I have a Dell XPS 9530 and onboard it has NVIDIA GeForce RTX 4070 as graphics.
Are these instructions correct for installing the video drivers? I had planned to use method #1:
Another owner of the same laptop suggested that battery life during sleep is longer when using the Nouveau drivers compared with the NVIDIA drivers. I actually don’t need the NVIDIA drivers, per se, so I want to cleanly uninstall them if I notice any increase in battery draining during sleep.
If I did dnf history undo for both of these steps here, would this reverse the blacklisting of the Nouveau drivers and would everything return back to normal?
Yes, genrally speaking the instructions are correct for the install of the Nvidia driver. As for the power consumption with the nouveau vs the proprietary drivers, you might see a small increase in the amont of power the computer uses because the Nvidia card will be enabled and when used it will draw more power than just using the embedded (intel video). You can disable the Nvidia driver by simply black-listing it per these instructions:
Is there a way to do the opposite – in other words set up the system so that it boots using Nouveau drivers by default unless we explicitly ask to use the NVIDIA driver?
99.9% of the time I would not need the NVIDIA driver.
No.
The graphics drivers are loaded once, at boot time.
You might be able to manually unload the nouveau drivers then load the nvidia drivers, but I would not attempt that.
The comments about power draw differences with the nvidia drivers is mostly a lot of fluff. Yes, using the nvidia gpu with the nvidia drivers may have a slightly higher power draw than with the nouveau drivers. However, that comes with the added benefit of much improved graphics performance.
Remember that a laptop with dual graphics is designed to only use the iGPU unless the graphics demand is high or the user actually requests use of the dGPU (nvidia). Thus the nvidia gpu is in an idle condition for the great majority of the time and the idle power draw is really no different between the two drivers.
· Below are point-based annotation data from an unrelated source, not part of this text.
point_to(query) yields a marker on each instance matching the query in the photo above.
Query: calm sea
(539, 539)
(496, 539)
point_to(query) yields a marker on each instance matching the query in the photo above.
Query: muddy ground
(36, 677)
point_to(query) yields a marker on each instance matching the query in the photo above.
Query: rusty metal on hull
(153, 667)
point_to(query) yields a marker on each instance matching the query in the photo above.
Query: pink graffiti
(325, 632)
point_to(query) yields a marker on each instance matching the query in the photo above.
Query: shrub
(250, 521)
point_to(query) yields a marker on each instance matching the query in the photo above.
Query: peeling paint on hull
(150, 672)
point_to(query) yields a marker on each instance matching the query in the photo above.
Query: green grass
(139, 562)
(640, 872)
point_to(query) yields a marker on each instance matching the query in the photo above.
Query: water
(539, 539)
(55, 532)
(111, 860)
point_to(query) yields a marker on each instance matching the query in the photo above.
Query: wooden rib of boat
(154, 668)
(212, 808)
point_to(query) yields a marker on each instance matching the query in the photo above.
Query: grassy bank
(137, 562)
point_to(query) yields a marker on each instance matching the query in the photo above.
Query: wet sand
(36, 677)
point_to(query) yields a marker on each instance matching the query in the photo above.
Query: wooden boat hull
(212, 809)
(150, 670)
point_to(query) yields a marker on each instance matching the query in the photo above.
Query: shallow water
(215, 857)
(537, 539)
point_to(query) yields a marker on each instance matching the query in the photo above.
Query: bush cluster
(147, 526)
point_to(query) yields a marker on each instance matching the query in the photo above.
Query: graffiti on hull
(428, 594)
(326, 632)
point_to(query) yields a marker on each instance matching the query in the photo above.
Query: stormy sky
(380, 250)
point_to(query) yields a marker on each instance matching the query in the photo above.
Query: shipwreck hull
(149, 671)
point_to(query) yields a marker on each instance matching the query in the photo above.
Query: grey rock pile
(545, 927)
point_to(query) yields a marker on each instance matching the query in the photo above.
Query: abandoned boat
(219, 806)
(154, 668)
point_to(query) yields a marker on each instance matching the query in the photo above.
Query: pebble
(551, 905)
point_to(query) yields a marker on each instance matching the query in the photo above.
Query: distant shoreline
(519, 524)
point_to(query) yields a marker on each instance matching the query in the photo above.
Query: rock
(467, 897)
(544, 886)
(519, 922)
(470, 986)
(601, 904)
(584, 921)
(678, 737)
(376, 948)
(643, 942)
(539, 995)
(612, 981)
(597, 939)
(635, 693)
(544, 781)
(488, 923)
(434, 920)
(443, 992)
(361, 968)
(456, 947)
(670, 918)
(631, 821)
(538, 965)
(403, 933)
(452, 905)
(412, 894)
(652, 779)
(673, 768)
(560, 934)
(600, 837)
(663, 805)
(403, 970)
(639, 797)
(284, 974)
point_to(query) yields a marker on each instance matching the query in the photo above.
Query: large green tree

Personally I use the nvidia drivers on my laptop and see very little difference in battery life.
Thank you. S’il vous plait tell me whether the dnf history undo command could be applicable in this situation? If the entire installation was carried out using dnf, it seems reasonable to assume that the installation could be undone with dnf history undo.
Yes, there is a way to do that at boot. You add another boot entry to grub that sets up the Nvidia drivers to load via kernel command line options. Leave the default boot option to use Nouveau.
Now, would I do this? … no
I would just run the Nvidia proprietary drivers all the time (as I do now) because the power usage really only increases when the accelerated graphic of the card are actually in use. You can see this by running nv (Nvidia Settings) with the proprietary drivers loaded. My power usage on the Nvidia (GForce RTX 3060) usually sits right at 9 WATTS unless I am running a game or a graphics processing application.
How to remove the nvidia drivers is only 1 dnf command sudo dnf remove \*nvidia\* --exclude nvidia-gpu-firmware
However, doing so would leave only the nouveau driver and as already noted the comments about power usage with nvidia only applies when the nvidia gpu is actually in use processing hardware accelerated graphica.
As I understand it, and from experience, excess power draw is not an issue for most users with a desktop workflow.
I believe your concern about power demand is highly inflated and you should try over an extended period to see if it is an actual issue with your normal usage.
Does the NVIDIA driver get used at all if I don’t use switcherooctl to launch anything?
Is this what is known as prime render offloading? This occurs automatically? If this occurs automatically, why is there a need for something like switcherooctl?
You have just named 2 different things that are both used. Prime render offloading is the automatic control that switches to the dGPU when the task is more than the iGPU can manage. Switcherooctl allows the user to specify use of the nvidia gpu deliberately. One is automatic and the other is manual.
Sometimes the user may wish to use the nvidia gpu even though the task may not do so automatically. Such as for games or other highly graphics intensive tasks, or just because the user wants to. Switcherooctl provides that capability. The automatic switching is sometimes not quite suitable.
I installed the drivers. For whatever reason it seems that the the battery does drain about 30-50% quicker in sleep mode when the NVIDIA drivers are installed vs. when they were not installed.
When I leave the laptop asleep overnight it gets down to 87%. With Nouveau drivers it was more like 91%. So it’s not a huge deal, but if there were a way to optimize this I would be interested.
Previously I had seen this discussion in the OpenSUSE forum about this topic:
Are you all sure there are no optimizations that can be done to reduce power draw in sleep by changing a modprobe file or something like that?
4% difference is insignificant and can easily be explained with a difference in the amount of time between the sleep & wake, or other factors that may vary. It is not a set value and only after a rigid testing regimen with a set sleep time and a set background activity during sleep can it be definitively said that this is a difference caused by the driver.
The background apps that may be running while sleeping also affect the power usage so unless the activity is exactly the same and the elapsed time is exactly the same every time there will always be a variance in power draw.
Anecdotal evidence is not definitive but with using scientific methods you might be able to define the actual values.